Back at the 2024 Thai GP, the setting for our first stop on the 2025 wheels turning in anger tour, Ducati Lenovo Team’s Marc Marquez was asked about whether he regretted not leaving Honda earlier after he’d won his third race of the season a few days before in Australia.
“Ha, no, no,” was the immediate, expected response. Marquez is the most decorated rider on the current grid with eight World Championship titles. Six of those came in MotoGP™, all collected with Honda. It’s a well-documented story that saw the #93 quickly rise to Grand Prix racing’s summit. And the Marquez-Honda partnership sat at MotoGP's peak until 2020.

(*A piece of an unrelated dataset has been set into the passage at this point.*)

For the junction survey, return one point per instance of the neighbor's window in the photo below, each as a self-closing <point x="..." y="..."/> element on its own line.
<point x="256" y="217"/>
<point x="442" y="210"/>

Then came that Jerez crash. Little did we, Marquez or Honda know how much of an impact that broken right humerus would have on the coming years. After four surgeries – the final, career-saving operation happening in 2022 – Marquez finally felt comfortable on a motorcycle again. But by then, HRC’s RC213V was becoming a trickier beast to control. Even an eight-time World Champion regularly struggled to use his superpowers to tame the Japanese thoroughbred, with the tipping point coming at the 2023 German GP.
The unrivalled King of the Sachsenring crashed five times in one weekend. The last of which ruled him out of Sunday's race and the following Grand Prix weekend in Assen. It was then that we all saw Marquez arrive at a career-defining crossroads. And as we now know, retiring was a genuine route.
“With Honda we achieved a lot and I feel part of Honda. Still, right now I’m riding a Ducati and next year I will be a Ducati rider. Of course, I will try to defend Ducati colours. But Honda has been and will be a very important part of my career, or maybe the most important part - you never know,” continued Marquez, in response to answering the question put to him in Buriram.
“But I was saying when I was in Honda, because sometimes they’d say, ‘No, because Honda is Honda, he is winning for Honda’. There were the other Hondas. If you are a good rider and go to Honda and say, ‘I don’t care about the money, just I want to ride the best bike’, they will give to you the best bike if you are a good rider.
“In this case I did the opposite. I went to Ducati and I said, ‘I don’t care about anything, I just want to ride the best bike’. Now in the future when I retire I will be at peace with myself because I tried everything.”
Obviously, when the news officially dropped that Marc Marquez would be moving to an Independent Team (Gresini Racing) Ducati, to race on a year-old bike, from the factory Honda squad, it took millions around the world a lot of getting used to.
Welcome in da house, @marcmarquez93! 🙌🏼 Our first rider from the Fantastic Four has landed in Borgo Panigale, ready to meet all the fans tonight at #CampioniInFesta! 🤩 #ForzaDucati pic.twitter.com/X2w4eKknRZ
— Ducati Corse (@ducaticorse) December 3, 2024
But it’s something the Spaniard needed to do. As he said, he’ll be “at peace” with himself when his career ends knowing he tried everything he felt he had to do to prolong his racing career that wasn't too far away from drawing to a premature close.
“Of course, when you do that kind of move you put a lot of pressure on yourself and there can be a lot of negative comments if you don’t achieve what you want,” continued Marquez.
“But I already achieved what I wanted. The target was to try and lengthen my career and try to be competitive again. Then, if I win another title this will be something in another hand. But my main goal is already achieved.”
And competitive is exactly what Marquez has been since making the bombshell switch. Naturally, everyone expected 2024 to be a successful year for the #93. One of the greatest – and in many people’s eyes the very best – riders of all time, switching to the fastest manufacturer currently on the grid? That’s a recipe for results. And three wins, seven other podiums and a P3 in the Championship equalled a good year in his new office.
2025 is different though. Last season on a GP23 in Gresini colours, it quickly became apparent that Marquez, his fellow GP23 riders and the rest of the grid who weren’t at the controls of Ducati’s near-perfect GP24 were going to have an uphill struggle to beat eventual World Champion Jorge Martin, three-time World Champion Pecco Bagnaia and on some occasions, the latter’s now former teammate Enea Bastianini.
That’s not the case this year. Marquez dons red alongside Bagnaia. Same tools, same team. The eight-time Champ challenged for wins and podiums regularly in 2024, but fighting for that elusive ninth Championship win will be the target number one in 2025.
Marquez’s main goal of being competitive has already been achieved. But heading into the new season, that title-hunting fire will be reignited. A flame shaped like a number nine will be burning brightly from within, and it's a story we're all impatiently waiting to see unfold.